The title of this post is a partial rip-off of Dynamic Code Encryption as an Anti Dump and Anti Reverse Engineering measure blogpost. Alexey describes a technique similar to the one I used in my crackme, which isn’t altogether that new. His post is a good introduction to some possible attack vectors and what is at stake. You should give it a look.

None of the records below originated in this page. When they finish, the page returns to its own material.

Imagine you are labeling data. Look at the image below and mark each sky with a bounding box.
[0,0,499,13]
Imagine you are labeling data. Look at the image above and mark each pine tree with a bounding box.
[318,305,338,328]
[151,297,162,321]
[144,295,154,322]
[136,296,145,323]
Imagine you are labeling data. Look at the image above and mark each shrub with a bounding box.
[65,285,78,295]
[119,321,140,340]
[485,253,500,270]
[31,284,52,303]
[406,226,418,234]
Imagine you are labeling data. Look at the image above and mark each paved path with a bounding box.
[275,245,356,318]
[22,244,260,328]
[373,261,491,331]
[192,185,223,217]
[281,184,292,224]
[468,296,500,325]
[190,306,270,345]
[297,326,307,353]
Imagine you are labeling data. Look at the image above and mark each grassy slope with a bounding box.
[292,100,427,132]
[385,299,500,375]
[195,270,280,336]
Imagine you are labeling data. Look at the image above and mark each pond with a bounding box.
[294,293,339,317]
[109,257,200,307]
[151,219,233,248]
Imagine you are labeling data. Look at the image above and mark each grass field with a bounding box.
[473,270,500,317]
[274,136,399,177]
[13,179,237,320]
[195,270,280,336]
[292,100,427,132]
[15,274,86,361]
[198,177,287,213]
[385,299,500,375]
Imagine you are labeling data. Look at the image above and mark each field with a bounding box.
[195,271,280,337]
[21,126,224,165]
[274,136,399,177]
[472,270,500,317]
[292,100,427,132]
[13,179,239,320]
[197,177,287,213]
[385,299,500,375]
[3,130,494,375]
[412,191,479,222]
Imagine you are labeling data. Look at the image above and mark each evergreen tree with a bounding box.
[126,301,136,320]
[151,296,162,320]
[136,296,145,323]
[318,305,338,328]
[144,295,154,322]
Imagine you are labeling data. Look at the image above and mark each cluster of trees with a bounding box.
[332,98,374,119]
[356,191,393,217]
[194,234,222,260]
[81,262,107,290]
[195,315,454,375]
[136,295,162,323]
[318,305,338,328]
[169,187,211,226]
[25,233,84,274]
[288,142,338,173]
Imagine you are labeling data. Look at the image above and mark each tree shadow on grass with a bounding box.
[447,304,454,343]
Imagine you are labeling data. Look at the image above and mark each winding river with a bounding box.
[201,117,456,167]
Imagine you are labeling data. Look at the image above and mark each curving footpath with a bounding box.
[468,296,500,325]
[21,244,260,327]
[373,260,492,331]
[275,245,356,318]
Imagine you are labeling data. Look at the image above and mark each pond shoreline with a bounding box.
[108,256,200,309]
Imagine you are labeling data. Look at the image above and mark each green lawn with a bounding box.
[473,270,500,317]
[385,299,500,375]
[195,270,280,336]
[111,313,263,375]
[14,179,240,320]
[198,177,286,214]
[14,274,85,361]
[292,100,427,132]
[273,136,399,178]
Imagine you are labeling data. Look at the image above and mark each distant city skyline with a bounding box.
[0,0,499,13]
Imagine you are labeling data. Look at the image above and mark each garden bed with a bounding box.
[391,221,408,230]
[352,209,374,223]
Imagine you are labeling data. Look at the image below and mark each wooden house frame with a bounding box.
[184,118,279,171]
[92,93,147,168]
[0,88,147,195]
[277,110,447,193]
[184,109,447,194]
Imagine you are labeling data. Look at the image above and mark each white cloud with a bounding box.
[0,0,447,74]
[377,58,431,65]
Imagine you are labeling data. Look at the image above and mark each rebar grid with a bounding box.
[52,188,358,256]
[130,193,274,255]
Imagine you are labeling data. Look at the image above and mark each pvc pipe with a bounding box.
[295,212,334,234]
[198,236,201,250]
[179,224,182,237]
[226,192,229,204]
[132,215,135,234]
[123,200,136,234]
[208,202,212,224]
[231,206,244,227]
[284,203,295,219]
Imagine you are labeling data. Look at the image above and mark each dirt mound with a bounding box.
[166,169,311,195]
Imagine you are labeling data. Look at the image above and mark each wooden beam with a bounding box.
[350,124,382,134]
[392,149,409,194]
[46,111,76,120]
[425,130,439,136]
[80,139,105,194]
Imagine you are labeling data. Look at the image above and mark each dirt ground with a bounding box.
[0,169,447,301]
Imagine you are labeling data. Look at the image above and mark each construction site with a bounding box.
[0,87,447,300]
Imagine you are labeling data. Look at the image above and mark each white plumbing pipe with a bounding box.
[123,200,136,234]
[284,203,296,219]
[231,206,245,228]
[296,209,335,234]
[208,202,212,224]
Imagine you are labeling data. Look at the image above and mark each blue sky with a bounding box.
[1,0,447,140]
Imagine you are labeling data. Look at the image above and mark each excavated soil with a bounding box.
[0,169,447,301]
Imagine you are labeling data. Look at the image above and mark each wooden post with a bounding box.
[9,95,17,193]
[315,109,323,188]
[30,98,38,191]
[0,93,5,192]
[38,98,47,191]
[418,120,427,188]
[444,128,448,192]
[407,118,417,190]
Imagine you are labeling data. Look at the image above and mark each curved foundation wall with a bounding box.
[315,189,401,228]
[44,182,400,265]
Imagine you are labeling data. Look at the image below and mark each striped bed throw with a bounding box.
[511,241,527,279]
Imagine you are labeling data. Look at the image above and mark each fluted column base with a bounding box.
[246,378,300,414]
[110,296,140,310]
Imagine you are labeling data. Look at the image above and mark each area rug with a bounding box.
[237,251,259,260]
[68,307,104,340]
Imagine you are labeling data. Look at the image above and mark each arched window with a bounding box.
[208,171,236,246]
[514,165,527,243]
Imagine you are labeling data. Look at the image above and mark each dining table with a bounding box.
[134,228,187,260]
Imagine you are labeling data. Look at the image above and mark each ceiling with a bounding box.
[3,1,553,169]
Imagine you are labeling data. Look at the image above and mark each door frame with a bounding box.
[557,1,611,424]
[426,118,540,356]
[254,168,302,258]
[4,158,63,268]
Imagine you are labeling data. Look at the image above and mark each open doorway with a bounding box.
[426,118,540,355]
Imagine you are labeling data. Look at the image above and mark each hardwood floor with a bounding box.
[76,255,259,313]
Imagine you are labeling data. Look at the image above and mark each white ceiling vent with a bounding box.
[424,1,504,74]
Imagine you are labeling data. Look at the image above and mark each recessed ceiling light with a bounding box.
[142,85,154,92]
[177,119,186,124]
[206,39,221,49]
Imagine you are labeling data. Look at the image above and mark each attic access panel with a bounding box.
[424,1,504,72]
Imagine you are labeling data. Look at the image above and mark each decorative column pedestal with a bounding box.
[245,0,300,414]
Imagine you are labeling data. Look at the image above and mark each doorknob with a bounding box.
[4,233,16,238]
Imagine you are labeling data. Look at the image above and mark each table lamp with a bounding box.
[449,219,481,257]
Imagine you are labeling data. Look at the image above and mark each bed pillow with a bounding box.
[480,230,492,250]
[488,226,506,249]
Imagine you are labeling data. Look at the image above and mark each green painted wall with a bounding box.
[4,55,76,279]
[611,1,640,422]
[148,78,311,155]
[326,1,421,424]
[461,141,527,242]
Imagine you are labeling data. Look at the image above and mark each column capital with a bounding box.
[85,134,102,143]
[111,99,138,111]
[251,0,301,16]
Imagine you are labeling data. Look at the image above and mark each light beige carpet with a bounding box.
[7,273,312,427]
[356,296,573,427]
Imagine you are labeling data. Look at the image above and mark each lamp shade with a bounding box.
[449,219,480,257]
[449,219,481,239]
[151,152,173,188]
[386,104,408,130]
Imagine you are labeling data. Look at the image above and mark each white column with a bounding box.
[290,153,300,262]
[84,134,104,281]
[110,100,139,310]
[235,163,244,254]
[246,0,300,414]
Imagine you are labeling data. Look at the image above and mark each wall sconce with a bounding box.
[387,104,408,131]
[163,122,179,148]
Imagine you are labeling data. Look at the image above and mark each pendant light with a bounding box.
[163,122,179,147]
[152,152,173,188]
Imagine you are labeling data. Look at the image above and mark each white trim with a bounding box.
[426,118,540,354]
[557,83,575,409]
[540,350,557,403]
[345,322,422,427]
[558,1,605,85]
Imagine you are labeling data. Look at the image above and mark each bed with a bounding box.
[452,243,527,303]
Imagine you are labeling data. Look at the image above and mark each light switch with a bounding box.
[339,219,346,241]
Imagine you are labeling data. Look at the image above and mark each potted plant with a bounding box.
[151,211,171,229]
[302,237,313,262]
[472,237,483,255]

The crackme uses a multi-layer dynamic code encryption approach, with two different encryption algorithms (Rabbit and Salsa). The objective was to avoid an easy memory dump of all the code and also as anti-debugging. I decided not to obfuscate the algorithms, except removing some obvious web-searchable stuff, because that wasn’t the crackme objective. Also one of the algorithms was right away exposed – necessary to do the first stage decryption. The “trustable” XOR could have been used for adding another stage of obfuscation, but still not the point.
While I was thinking in a way to store the decryption information and searching around, I came up with this interesting post at Root Labs blog. It is a cute idea to help against breakpoints and patching and it fit nicely into what I had in mind. In this case, the encryption/decryption key is composed by the SHA256 checksum of the function to be protected, to which is added a 128 bit salt value, and then generated the final SHA256, which is the key. The salt values are stored into the four hardware registers. Just a very simple and fast way to try to deter hardware breakpoints. All this work is done by an external binary, the protector, against the compiled but still not crypted crackme.
The last piece of the puzzle is the storage of the decryption information, where to decrypt and its size. Alexey suggests some markers at the start and end of the function. My solution was to store that information inside the function that will decrypt the next stage into a fake piece of code that would desync IDA disassembly (a very basic fake jump), together with a marker to find it. This could be located anywhere in the function and found by a simple loop inserted into every function. The system function mach_vm_protect() is used to make the code section writable and then back to the original protection, and it’s simply obfuscated using a function pointer and XORed strings.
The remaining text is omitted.